Kepala Dinas Tenaga Kerja dan Transmigrasi Jawa Timur Sigit Priyanto, di Tulungagung, Kamis, menekankan pentingnya peran negara dalam menjamin kesejahteraan tenaga kerja, mulai dari pelatihan hingga perlindungan saat bekerja.
“Negara harus hadir, mulai dari melatih, menempatkan, memberikan perlindungan, hingga pekerja bisa purna dalam kondisi selamat dan sehat,” kata Sigit.
Ia menambahkan, keberadaan BLK di Jawa Timur harus saling bersinergi untuk mencetak tenaga kerja yang kompeten.

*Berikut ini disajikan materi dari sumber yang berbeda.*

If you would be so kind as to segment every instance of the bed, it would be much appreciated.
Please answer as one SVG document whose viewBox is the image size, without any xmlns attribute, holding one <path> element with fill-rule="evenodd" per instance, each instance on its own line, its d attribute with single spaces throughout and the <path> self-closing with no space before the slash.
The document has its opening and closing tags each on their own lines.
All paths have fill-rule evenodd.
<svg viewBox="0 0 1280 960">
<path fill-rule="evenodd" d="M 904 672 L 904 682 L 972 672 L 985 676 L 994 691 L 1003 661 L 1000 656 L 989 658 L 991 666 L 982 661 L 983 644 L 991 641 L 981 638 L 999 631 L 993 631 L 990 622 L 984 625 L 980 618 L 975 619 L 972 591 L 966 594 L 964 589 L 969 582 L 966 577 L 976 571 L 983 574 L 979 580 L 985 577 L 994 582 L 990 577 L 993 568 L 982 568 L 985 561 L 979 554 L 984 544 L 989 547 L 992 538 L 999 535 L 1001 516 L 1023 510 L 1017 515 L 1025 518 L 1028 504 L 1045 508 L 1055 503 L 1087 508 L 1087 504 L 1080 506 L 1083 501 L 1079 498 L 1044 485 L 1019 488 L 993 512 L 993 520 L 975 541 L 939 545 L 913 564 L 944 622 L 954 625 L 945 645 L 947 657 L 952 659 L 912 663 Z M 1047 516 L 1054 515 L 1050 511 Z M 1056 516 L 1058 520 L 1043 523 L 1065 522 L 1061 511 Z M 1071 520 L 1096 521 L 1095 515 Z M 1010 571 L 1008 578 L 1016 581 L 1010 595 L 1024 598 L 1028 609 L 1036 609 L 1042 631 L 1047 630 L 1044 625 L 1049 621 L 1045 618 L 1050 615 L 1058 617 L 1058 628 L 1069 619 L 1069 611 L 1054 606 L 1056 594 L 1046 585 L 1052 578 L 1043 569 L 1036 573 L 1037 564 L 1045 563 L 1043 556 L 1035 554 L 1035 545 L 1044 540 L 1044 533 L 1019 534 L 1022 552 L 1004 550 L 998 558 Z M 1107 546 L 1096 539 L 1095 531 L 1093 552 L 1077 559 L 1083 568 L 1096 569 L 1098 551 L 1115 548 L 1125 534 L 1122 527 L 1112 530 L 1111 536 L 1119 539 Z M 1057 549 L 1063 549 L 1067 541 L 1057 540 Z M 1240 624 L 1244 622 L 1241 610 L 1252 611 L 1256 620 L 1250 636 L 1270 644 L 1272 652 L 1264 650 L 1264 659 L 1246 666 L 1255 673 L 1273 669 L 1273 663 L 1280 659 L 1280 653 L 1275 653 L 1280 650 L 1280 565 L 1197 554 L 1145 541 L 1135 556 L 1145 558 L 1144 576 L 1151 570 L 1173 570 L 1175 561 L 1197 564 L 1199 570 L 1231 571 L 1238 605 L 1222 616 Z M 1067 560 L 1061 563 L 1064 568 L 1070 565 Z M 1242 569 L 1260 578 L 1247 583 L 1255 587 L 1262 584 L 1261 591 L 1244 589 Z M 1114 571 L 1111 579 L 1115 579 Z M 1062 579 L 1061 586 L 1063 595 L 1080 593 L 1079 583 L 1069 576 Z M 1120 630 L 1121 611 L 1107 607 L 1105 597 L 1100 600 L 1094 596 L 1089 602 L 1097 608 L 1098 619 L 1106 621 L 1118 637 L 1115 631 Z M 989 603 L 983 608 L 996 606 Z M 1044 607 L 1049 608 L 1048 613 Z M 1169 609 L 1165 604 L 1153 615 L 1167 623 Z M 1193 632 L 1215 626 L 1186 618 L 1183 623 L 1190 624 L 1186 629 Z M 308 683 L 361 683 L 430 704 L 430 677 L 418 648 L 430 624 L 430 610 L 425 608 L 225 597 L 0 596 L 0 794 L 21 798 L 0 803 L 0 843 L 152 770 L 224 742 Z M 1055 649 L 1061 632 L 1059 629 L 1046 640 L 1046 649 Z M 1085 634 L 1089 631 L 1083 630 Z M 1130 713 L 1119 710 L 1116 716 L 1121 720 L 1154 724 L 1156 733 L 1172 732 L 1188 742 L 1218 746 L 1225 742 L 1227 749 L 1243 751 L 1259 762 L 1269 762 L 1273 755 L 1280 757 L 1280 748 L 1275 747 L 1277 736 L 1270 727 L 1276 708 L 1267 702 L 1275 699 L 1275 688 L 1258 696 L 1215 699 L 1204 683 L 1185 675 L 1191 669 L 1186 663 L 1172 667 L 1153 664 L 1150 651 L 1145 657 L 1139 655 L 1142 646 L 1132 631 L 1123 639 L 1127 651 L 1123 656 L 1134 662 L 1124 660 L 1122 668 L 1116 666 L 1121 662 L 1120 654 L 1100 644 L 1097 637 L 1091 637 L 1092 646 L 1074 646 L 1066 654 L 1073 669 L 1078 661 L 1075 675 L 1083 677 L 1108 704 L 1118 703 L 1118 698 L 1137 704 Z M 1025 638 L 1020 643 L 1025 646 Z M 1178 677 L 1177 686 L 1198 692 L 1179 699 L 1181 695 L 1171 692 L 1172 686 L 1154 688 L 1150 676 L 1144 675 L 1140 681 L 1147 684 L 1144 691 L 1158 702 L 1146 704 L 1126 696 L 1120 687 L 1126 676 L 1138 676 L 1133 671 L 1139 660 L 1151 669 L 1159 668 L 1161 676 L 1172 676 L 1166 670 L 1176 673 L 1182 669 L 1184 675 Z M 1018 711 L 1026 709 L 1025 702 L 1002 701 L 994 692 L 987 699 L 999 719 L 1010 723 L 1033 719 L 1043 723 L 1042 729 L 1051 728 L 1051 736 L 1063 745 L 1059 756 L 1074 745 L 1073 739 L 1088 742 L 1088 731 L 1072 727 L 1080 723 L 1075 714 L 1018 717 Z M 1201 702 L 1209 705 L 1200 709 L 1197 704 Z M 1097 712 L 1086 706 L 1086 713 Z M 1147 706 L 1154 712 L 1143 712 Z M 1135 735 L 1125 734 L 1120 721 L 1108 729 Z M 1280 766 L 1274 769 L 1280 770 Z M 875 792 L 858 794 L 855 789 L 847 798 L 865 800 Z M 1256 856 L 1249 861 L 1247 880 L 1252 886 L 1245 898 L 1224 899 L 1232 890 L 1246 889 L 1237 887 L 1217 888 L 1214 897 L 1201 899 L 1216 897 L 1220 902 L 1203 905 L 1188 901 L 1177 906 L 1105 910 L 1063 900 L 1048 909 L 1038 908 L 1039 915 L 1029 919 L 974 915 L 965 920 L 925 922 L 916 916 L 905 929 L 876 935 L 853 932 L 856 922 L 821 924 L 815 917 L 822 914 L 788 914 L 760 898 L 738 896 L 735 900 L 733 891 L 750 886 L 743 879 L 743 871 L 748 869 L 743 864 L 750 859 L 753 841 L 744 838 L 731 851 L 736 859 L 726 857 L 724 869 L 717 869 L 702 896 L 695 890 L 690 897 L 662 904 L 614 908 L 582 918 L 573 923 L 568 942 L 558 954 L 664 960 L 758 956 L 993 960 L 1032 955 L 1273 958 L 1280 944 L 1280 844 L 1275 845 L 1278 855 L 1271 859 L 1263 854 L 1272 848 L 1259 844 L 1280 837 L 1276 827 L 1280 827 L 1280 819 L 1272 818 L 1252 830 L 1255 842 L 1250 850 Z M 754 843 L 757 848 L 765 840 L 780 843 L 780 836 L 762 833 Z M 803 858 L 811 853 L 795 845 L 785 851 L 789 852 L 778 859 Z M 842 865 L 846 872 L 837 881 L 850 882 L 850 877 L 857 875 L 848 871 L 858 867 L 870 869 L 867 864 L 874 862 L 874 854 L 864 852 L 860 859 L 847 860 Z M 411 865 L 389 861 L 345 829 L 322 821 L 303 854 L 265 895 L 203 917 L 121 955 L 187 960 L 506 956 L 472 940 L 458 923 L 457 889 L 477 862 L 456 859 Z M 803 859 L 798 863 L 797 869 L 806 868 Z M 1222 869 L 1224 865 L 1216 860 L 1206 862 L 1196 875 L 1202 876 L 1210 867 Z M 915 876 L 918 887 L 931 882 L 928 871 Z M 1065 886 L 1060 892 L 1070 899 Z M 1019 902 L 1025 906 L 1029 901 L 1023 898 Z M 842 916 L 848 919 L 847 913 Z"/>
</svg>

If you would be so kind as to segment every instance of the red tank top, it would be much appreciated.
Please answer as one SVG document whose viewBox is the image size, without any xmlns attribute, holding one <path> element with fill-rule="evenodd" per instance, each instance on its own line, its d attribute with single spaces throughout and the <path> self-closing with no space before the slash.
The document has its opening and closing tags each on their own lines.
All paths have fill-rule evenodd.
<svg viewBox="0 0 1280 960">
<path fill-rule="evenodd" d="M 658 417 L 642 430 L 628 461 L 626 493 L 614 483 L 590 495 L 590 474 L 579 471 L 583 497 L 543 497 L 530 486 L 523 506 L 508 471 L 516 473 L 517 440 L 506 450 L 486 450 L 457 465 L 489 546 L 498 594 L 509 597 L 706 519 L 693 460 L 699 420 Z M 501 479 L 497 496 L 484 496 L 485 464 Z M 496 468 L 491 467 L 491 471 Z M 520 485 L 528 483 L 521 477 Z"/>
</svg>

“Di Jawa Timur ada 16 BLK milik provinsi, belum termasuk milik kabupaten/kota. Ini harus berjalan bersama dan saling bersinergi,” ujarnya.
Sigit juga meminta peserta pelatihan memanfaatkan kesempatan tersebut untuk meningkatkan keterampilan, karena setelah pelatihan akan dilakukan uji kompetensi.
“Peserta yang dinyatakan kompeten akan mendapatkan sertifikat sebagai bukti kelayakan,” katanya.
Sementara itu, Kepala UPT BLK Tulungagung Agus Setyawan menyebut pelatihan tahap pertama tahun ini diikuti 80 peserta yang terbagi dalam lima kejuruan, masing-masing diisi 16 orang.
Ia berharap pelatihan tersebut mampu mencetak tenaga kerja terampil yang siap terserap di dunia industri.
Ketua Asosiasi Pengusaha Indonesia (Apindo) Tulungagung Willy Tjaksono menilai pelatihan di BLK menjadi langkah strategis untuk menjembatani kebutuhan tenaga kerja dengan dunia usaha dan industri.
Menurut dia, pihaknya telah menjalin komunikasi dengan berbagai perusahaan untuk menyerap lulusan pelatihan, terutama pada bidang-bidang keterampilan tertentu seperti pengolahan pangan.
“Sejumlah perusahaan anggota sudah siap menampung tenaga kerja terlatih. Program pelatihan ini penting untuk memastikan lulusan memiliki keterampilan yang sesuai kebutuhan industri,” ujarnya.